A crise de memória RAM que está a fazer disparar os preços dos componentes de PC não tem fim à vista. A Micron, um dos três maiores produtores mundiais de memória, confirmou esta semana aquilo que muitos já temiam, a escassez de DRAM e NAND flash vai “persistir até e para além” de 2026, com a procura impulsionada pela inteligência artificial a superar largamente a capacidade de produção.
Durante a apresentação de resultados do primeiro trimestre fiscal de 2026, o CEO Sanjay Mehrotra não deixou margem para dúvidas: “A procura forte e sustentada da indústria, juntamente com restrições de fornecimento, estão a contribuir para condições de mercado apertadas e esperamos que estas condições persistam para além do ano civil de 2026”.
A Micron admitiu durante a call que atualmente só consegue satisfazer cerca de 55% a 60% da procura dos seus principais clientes. Mehrotra foi direto ao ponto: “Acreditamos que o fornecimento agregado da indústria permanecerá substancialmente abaixo da procura no futuro previsível”.
A inteligência artificial está a engolir toda a produção
O culpado desta crise tem nome: inteligência artificial. Os datacenters dedicados a IA estão a absorver quantidades sem precedentes de memória de alta performance, deixando migalhas para o mercado de consumo. A memória HBM (High Bandwidth Memory), essencial para aceleradores de IA como os da Nvidia, utiliza três vezes mais wafers de silício do que a DRAM convencional.

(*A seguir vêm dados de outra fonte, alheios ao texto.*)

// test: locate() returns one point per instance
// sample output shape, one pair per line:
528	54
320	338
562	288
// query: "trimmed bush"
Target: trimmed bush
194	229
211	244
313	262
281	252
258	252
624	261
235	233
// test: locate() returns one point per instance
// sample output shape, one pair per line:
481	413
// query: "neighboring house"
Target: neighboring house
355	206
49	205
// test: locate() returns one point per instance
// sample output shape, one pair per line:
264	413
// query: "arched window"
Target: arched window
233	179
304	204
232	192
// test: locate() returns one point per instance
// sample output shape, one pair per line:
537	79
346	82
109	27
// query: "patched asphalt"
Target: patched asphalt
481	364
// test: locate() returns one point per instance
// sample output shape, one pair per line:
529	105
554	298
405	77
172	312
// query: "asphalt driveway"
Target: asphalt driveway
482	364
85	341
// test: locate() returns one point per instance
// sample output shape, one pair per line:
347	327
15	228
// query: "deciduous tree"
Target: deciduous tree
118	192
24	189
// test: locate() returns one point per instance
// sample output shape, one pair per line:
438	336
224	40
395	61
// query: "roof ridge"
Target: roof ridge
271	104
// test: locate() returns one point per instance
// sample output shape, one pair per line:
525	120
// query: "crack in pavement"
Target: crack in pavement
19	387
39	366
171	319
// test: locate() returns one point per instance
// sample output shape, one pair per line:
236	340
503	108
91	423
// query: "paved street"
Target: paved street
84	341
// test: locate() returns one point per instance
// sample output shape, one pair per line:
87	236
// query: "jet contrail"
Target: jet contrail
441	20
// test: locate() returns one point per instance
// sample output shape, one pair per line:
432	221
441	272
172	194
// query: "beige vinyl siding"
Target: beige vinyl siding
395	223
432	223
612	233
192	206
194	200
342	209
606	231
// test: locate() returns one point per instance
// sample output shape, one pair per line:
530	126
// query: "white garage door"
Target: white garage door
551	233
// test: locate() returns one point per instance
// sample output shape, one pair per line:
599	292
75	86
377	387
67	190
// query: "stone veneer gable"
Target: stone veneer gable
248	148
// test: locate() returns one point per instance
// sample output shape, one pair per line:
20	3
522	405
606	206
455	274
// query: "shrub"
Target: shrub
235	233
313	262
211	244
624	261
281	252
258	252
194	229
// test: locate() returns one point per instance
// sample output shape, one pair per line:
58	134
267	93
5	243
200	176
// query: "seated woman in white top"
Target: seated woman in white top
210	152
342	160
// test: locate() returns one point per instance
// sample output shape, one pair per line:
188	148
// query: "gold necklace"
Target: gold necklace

Este rácio de 3:1 significa que cada chip de HBM produzido representa três chips de DDR5 que não chegam aos PCs, smartphones ou portáteis dos consumidores comuns. E com cada nova geração de HBM, este rácio tende apenas a aumentar.
A Micron reportou receitas recorde de 13,64 mil milhões de dólares no último trimestre, um salto de 57% face ao mesmo período do ano anterior. Destes, 10,8 mil milhões vieram exclusivamente de DRAM, incluindo HBM, GDDR e DDR, um crescimento impressionante de 69% ano após ano. A divisão de memória para cloud computing mais do que duplicou as receitas face a 2024.
Os números não mentem, há mais dinheiro em vender para datacenters de IA do que para consumidores individuais.
A decisão mais simbólica da Micron foi anunciada no início de dezembro, o encerramento definitivo da marca Crucial em fevereiro de 2026. Durante 29 anos, a Crucial foi sinónimo de memória RAM e SSDs fiáveis a preços acessíveis para o mercado de consumo.
Micron abandona o fabrico de memórias, RAM e SSD da Crucial para se dedicar ao mercado IA
A partir de fevereiro, a Micron deixa completamente de fornecer produtos de consumo, concentrando-se exclusivamente em clientes empresariais e datacenters. A empresa continuará a honrar garantias de produtos Crucial já vendidos, mas nenhum novo inventário chegará ao mercado.
Sumit Sadana, vice-presidente executivo e chief business officer da Micron afirmou: “O crescimento impulsionado pela IA no datacenter levou a um aumento na procura de memória e armazenamento. A Micron tomou a difícil decisão de sair do negócio de consumo Crucial de forma a melhorar o fornecimento e apoio aos nossos clientes maiores e estratégicos em segmentos de crescimento mais rápido”.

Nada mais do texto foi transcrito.